真面目な話が始まるのかと察したオレは、足を開いて座ったままクリスの方を向いた。
「僕は王太子として、君とアユのことも記録に残したいな」
「記録って何を」
「例えばそうだなぁ……勇者と過ごした感想は?」
それって記録なのか?
クリスが聞きてぇだけじゃねぇか。
聞いてどうすんだよ。
色々と疑問しか湧いてこなかったけど、ちょっと考えてみることにした。
感想と言われると浮かんでこない。
でも、1つ言えることがある。
短い付き合いにも関わらずアユに対してオレは、今まで出会った誰よりも心を開くことができたってことだ。
本当の家族がいないオレは、村の全員が家族みたいなもんだった。
決して恨んだりはしていないけど、その家族が、村のために死のうとするオレの命を諦めたのに。

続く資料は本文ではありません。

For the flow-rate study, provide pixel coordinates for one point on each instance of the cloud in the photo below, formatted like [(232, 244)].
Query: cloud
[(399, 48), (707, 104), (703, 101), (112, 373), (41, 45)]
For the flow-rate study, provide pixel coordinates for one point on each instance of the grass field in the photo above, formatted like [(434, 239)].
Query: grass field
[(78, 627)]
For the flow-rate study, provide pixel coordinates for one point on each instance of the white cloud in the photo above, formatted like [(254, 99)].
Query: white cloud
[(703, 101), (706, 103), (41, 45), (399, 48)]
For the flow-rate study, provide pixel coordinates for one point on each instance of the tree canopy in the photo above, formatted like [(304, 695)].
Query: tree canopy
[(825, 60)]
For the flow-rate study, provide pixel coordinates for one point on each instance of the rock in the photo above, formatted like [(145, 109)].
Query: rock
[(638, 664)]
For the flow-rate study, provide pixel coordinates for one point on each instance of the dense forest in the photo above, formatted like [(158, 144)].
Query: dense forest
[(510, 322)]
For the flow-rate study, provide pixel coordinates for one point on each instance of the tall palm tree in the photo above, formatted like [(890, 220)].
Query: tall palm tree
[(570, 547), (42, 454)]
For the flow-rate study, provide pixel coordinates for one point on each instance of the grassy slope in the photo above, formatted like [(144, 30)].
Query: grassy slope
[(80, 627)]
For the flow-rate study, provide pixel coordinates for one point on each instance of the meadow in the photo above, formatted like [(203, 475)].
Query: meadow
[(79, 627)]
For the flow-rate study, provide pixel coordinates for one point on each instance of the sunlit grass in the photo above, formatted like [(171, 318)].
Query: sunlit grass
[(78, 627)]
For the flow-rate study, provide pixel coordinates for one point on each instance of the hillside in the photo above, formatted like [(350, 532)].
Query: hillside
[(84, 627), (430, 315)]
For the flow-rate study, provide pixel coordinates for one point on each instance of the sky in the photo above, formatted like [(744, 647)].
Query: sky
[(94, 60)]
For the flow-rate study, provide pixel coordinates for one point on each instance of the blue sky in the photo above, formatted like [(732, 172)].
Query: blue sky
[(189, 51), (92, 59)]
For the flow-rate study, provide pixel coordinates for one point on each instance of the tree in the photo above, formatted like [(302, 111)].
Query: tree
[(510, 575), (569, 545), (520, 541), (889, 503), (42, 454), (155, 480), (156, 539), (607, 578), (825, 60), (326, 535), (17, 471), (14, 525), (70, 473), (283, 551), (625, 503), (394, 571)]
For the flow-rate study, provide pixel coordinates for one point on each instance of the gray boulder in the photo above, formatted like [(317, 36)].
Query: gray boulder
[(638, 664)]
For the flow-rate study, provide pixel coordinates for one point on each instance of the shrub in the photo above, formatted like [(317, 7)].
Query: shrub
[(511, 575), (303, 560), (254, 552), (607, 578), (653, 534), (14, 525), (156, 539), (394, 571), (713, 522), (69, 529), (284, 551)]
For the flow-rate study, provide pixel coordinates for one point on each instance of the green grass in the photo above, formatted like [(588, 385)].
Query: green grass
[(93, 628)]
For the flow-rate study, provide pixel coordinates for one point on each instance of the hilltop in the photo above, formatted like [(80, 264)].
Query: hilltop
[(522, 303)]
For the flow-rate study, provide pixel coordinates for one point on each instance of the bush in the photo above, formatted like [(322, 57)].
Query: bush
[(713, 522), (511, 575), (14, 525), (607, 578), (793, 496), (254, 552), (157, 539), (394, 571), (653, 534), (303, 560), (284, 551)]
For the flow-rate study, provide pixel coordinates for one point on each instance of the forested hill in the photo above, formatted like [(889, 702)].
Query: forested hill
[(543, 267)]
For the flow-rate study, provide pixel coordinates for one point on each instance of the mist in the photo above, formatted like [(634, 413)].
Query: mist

赤の他人のあいつが突っ込んできて、「止めとけ」と言った時。
なんとしてでもオレを説得しようと魔獣の違和感を説明した時。
こういうのが「友だち」かと思って、簡単に懐いちまった。
「なんか、かっこわりぃとこばっか見せて終わっちまった……ってのが感想だ。でも、オレはあいつに生かされた」
大袈裟ではなく、本当に。
「だから、多少なんかあっても『死んでもいい』とは思わないで動く」
アユに出会う前のオレなら、考えられなかったことだと思う。
怖かったけど、オレの命で誰かを救えるならそれでいいと思っていたのも本当だったから。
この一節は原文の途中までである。